メンバー:A久L、N島、S藤

●1日目(晴れ)
 6:00 加治川ダム―入渓北股川吊橋-彦左衛門沢-藤十郎沢-18:30 C1
●2日目(晴れ)
 6:00 C1-文四郎沢-入り大石沢-15:30 地蔵カルC2
●3日目(晴れ)
 5:00 C2-鮎倉沢-大高巻き開始-16:40三郎沢C3
●4日目(曇りのち晴れ)
 5:00 C3-胎内尾根(藤七の池)-門内岳-門内小屋出発-北股岳-おういんの尾根下降-16:00湯平温泉小屋C4
●5日目(曇りのち雨)
 5:00 C4出発-8:30 加治川ダム

●1日目
加治川ダムに車をデポし、約3時間半で北股川出合いの吊橋に到達。
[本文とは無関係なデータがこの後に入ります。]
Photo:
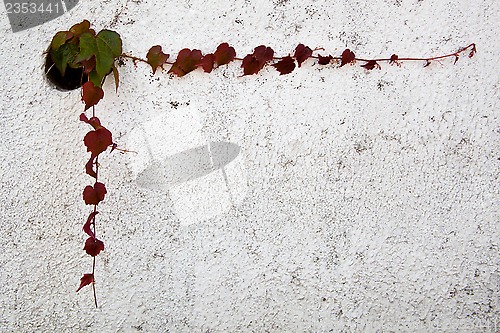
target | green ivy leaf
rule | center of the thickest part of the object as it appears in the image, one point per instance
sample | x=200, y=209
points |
x=106, y=46
x=60, y=38
x=63, y=56
x=88, y=47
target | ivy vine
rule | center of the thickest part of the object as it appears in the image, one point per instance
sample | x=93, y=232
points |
x=94, y=56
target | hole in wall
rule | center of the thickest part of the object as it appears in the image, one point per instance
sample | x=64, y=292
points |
x=73, y=78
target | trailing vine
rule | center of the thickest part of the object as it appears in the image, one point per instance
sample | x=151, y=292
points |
x=94, y=56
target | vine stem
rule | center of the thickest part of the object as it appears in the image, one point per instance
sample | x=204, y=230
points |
x=471, y=47
x=94, y=220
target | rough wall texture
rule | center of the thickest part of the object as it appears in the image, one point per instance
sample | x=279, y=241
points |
x=357, y=202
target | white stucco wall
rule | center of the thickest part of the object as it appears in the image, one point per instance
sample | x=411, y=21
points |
x=358, y=201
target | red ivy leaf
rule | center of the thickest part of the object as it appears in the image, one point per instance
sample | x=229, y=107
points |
x=224, y=54
x=371, y=64
x=89, y=167
x=394, y=59
x=285, y=65
x=85, y=280
x=207, y=63
x=324, y=60
x=347, y=57
x=93, y=246
x=86, y=227
x=186, y=62
x=253, y=63
x=156, y=57
x=98, y=140
x=472, y=51
x=91, y=94
x=302, y=53
x=94, y=195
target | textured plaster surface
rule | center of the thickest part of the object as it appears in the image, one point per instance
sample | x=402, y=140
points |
x=355, y=201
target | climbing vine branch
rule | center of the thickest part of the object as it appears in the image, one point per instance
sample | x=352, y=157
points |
x=96, y=55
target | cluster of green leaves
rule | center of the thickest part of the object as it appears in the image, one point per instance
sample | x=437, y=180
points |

水量は少なめ。
いつも悩まされるアブも全然いなくて少々拍子抜けする。北股川の下流部は釣師も入るらしく、
登山道から沢床に向かってトラロープが下がる。これをつたって入渓。
右岸からの支流は数段の滝となって落ちており壮観。少し進むと最初の大きな滝(観音滝)にぶつかる。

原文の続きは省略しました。